Research Project: Filling the Gaps in Boxwood Blight Research

Location: Foreign Disease-Weed Science Research

Project Number: 8044-22000-051-005-S
Project Type: Non-Assistance Cooperative Agreement

Start Date: Sep 1, 2022
End Date: Aug 31, 2025

Objective:
Objective 1: Determine how environmental variables and pathogen diversity intersect to influence disease severity and host susceptibility in the boxwood blight pathosystem. Objective 2: Determine how latent infections and the build-up of pathogen inoculum may be influenced by pathogen or host genotype in the boxwood blight pathosystem.

Approach:
Boxwood is a high value ornamental nursery crop, with U.S. production of this widely planted evergreen shrub assessed at $103 million annually. Boxwood blight is a destructive disease of boxwood caused by two fungal pathogens in the Calonectria genus. The disease was first reported in the U.S. in late 2011, and has subsequently spread throughout 27 states. Knowledge of pathogen epidemiology and the role of environmental factors on the disease cycle can provide key information that can be used for effective cultural control, and can be incorporated into statistical models for disease forecasting and risk assessment.
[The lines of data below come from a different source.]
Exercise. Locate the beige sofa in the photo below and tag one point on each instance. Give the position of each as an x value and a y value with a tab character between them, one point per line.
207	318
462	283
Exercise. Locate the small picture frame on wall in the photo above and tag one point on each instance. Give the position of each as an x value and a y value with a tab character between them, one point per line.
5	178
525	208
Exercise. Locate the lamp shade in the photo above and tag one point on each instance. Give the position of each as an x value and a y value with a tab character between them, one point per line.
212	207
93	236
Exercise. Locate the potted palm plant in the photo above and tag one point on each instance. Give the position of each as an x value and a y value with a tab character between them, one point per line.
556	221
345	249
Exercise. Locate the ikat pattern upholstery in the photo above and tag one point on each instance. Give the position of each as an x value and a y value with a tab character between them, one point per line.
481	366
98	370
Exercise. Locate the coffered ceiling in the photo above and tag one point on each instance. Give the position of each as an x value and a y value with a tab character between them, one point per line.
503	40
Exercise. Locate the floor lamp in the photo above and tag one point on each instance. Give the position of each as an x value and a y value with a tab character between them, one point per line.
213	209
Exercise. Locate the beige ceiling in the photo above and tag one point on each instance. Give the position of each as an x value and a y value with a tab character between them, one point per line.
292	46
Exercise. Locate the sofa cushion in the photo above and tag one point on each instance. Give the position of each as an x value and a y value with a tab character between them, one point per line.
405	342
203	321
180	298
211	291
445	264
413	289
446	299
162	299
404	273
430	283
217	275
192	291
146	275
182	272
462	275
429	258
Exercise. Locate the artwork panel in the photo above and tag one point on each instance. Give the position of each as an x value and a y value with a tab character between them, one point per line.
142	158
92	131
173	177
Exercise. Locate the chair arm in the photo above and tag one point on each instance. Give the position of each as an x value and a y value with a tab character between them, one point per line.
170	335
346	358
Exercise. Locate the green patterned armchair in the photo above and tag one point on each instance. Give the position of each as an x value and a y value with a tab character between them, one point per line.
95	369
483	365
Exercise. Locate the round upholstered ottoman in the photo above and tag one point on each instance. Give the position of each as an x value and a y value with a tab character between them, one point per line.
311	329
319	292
Many basic epidemiological questions about boxwood blight remain, including fundamental questions about how different pathogen genotypes and species differ in their behavior. Of particular concern is the impact of latent, asymptomatic infections of less susceptible cultivars and other hosts in the Buxaceae family, Pachysandra and Sarcoccocca, and how these hosts affect persistence of the pathogen in the environment. This project will combine field and growth chamber experiments to test the affects of pathogen genotype, boxwood cultivar, environment and phenotypic variables such as host susceptibility, pathogen latency, virulence, and disease incidence. A standardized screening protocol will be optimized, both in the laboratory and the field. With research done under controlled conditions in the laboratory and with a broad understanding of how plants will react to a multitude of isolates, it will be easier to categorize the sources of variability seen in field studies performed in different regions of the country and thus be able to standardize such studies. Research will make use of extensive resources previously developed in each of the Cooperator laboratories, including comparative genomic datasets for the pathogen, a collection of >500 pathogen isolates, and field sites where the disease has been resident for at least five years containing plants of differing susceptibility.